Les piliers de la réforme : ce qui pourrait changer
Les propositions législatives à l’étude visent à transformer radicalement le paysage routier américain à travers quatre axes majeurs :
1. Une explosion des quotas de déploiement
Actuellement, la National Highway Traffic Safety Administration (NHTSA) ne peut accorder des dérogations qu’à 2 500 véhicules par constructeur et par an pour des modèles ne respectant pas les normes de sécurité traditionnelles (comme l’absence de volant). Le projet propose de porter ce plafond à 90 000 véhicules par an.
L’enjeu : Permettre aux entreprises comme Waymo (Alphabet), Zoox (Amazon) ou Tesla de passer du stade de l’expérimentation locale à une échelle industrielle réelle.
2. La fin du « patchwork » réglementaire des États
L’un des points les plus débattus est l’interdiction faite aux États (comme la Californie ou le Texas) d’instaurer leurs propres règles spécifiques sur les systèmes de conduite autonome.
- Objectif : Créer un standard fédéral unique pour éviter qu’un véhicule ne doive changer de « comportement logiciel » en franchissant une frontière étatique.
3. De nouvelles normes pour les aides à la conduite (ADAS)
Le Congrès souhaite que la NHTSA établisse des directives strictes pour le calibrage des systèmes avancés d’aide à la conduite. Cela concerne non seulement les véhicules 100% autonomes, mais aussi les technologies déjà présentes dans nos voitures (freinage d’urgence, maintien de voie), afin de garantir une fiabilité homogène après une réparation ou une modification.
4. Lever les obstacles techniques des robotaxis
Les constructeurs se plaignent de normes de sécurité « héritées » qui imposent, par exemple, des rétroviseurs extérieurs ou des indicateurs spécifiques sur le tableau de bord, totalement inutiles dans un véhicule sans chauffeur. Les nouveaux textes visent à adapter ces exigences à la réalité technique des véhicules de niveau 4 et 5.
Un débat entre innovation et sécurité
Si l’industrie salue ces avancées comme une étape indispensable pour la souveraineté technologique des États-Unis, les voix critiques ne manquent pas.
- Les partisans avancent que 94% des accidents sont dus à l’erreur humaine et que l’automatisation sauvera des milliers de vies.
- Les opposants, notamment les associations de sécurité routière et certains syndicats, s’inquiètent d’un déploiement trop rapide.

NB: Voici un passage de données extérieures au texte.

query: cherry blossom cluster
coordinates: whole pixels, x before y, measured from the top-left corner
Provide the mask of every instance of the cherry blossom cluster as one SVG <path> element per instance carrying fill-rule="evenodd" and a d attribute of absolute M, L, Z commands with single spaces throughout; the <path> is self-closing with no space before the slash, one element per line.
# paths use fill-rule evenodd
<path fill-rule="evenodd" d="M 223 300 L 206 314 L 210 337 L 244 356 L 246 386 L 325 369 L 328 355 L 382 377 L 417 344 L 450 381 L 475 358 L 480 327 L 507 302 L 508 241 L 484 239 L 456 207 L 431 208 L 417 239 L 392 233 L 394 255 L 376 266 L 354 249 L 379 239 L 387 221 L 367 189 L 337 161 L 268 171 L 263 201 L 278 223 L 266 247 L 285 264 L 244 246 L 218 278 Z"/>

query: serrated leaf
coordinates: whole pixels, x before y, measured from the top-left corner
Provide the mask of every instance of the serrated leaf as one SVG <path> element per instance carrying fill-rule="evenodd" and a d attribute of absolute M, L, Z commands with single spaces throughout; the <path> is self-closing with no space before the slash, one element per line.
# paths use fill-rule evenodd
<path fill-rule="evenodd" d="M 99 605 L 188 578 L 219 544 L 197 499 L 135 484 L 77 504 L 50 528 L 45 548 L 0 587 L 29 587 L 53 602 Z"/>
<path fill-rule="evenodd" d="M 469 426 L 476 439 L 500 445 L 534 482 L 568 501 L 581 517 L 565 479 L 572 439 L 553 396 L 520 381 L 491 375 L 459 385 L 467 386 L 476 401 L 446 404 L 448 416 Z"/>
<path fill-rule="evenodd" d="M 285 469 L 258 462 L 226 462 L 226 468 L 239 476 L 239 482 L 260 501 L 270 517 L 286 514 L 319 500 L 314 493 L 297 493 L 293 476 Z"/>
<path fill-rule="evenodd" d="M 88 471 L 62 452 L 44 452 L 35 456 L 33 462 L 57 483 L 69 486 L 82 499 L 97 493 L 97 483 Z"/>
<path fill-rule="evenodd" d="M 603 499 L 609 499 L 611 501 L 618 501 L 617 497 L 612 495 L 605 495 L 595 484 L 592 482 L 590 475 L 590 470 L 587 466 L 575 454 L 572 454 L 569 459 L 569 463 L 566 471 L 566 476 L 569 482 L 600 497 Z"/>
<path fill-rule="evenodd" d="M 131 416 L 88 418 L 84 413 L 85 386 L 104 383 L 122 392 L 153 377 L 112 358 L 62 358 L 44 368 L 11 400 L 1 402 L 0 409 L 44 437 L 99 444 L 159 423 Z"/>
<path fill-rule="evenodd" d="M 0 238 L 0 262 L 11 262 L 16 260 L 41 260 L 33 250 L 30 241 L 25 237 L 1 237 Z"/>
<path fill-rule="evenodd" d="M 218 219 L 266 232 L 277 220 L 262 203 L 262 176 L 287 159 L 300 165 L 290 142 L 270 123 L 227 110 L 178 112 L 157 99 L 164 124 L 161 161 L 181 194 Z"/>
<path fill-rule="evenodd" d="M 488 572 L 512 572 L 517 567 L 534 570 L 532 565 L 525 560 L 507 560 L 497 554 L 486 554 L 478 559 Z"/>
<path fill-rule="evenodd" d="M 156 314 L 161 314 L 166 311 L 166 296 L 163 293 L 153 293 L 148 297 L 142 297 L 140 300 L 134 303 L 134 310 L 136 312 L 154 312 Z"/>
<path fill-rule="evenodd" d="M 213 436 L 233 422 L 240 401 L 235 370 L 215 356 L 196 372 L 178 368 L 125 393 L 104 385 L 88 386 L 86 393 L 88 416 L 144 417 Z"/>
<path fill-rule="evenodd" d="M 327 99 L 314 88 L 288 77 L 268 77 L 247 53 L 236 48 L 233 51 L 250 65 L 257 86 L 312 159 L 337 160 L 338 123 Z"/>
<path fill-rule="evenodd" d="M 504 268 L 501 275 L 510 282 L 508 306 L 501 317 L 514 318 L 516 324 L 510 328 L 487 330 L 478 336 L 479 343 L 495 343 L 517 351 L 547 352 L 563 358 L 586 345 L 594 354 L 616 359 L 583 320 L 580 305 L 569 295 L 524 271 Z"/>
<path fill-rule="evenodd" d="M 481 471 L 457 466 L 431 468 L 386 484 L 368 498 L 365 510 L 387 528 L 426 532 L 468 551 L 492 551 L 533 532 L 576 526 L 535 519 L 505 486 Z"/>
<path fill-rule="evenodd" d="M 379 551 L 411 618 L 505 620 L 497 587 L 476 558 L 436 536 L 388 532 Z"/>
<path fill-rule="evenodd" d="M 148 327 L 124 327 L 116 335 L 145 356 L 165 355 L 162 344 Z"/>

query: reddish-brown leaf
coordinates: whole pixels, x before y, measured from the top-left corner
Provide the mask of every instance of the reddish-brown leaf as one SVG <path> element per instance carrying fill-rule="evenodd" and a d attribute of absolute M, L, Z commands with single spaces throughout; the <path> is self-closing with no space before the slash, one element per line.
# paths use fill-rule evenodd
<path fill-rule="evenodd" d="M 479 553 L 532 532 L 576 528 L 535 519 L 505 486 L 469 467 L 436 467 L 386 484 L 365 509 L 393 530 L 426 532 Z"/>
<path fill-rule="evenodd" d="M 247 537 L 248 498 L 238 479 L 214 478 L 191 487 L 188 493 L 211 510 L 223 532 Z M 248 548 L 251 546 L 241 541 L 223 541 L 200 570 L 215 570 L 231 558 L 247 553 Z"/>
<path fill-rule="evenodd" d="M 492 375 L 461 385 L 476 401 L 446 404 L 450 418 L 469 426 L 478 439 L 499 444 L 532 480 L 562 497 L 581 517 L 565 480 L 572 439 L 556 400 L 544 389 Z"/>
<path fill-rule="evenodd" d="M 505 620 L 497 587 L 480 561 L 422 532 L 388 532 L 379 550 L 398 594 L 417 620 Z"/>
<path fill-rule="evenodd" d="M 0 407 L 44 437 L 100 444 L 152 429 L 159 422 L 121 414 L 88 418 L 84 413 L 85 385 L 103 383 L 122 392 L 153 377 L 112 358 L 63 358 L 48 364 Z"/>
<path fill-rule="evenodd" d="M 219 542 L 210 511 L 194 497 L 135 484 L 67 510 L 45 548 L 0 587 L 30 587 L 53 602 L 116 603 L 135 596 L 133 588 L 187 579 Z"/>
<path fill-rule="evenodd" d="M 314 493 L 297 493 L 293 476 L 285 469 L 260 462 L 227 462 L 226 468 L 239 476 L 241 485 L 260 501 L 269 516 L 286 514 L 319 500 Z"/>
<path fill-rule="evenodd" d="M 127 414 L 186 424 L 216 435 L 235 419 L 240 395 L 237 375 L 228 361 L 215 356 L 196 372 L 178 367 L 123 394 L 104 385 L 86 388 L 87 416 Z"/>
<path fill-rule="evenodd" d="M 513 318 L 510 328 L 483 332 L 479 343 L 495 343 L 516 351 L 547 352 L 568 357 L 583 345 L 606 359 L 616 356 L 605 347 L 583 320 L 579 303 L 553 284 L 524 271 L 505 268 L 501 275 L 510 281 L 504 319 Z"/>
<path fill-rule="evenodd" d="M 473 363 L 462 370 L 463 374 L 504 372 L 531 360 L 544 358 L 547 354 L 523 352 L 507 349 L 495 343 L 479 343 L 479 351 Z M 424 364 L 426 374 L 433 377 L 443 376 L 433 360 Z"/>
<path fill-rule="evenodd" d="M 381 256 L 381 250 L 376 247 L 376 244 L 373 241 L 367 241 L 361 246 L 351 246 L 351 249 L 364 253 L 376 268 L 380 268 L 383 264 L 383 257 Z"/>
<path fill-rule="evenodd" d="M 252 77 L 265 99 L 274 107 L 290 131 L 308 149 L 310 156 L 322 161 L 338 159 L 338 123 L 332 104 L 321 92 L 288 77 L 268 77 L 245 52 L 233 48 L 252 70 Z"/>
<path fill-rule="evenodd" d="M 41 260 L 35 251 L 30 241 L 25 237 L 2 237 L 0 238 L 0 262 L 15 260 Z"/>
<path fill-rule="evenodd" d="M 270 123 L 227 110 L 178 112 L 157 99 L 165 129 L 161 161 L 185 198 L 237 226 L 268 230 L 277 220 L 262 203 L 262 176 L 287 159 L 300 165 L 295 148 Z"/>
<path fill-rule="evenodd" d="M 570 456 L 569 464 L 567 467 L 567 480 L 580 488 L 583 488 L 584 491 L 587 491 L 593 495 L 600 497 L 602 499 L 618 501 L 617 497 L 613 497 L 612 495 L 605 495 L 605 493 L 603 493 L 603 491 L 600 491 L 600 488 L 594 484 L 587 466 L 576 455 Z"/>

Ils pointent du doigt les incidents récents impliquant des robotaxis et craignent que la suppression de l’autorité des États ne réduise la capacité de réaction locale en cas de danger.
Pourquoi maintenant ?
Le timing de cette audition n’est pas anodin. Sous l’impulsion de figures comme Elon Musk (Tesla) et avec le soutien de l’administration actuelle, le gouvernement américain semble prêt à faire du véhicule autonome un moteur de croissance économique. La crainte de voir la Chine dominer les standards mondiaux du transport autonome pousse les législateurs à accélérer le processus législatif.
Prochaine étape : L’issue de l’audition du 13 janvier déterminera si ces projets de loi seront soumis au vote de la Chambre, ouvrant potentiellement la voie à une nouvelle ère de la mobilité dès 2026.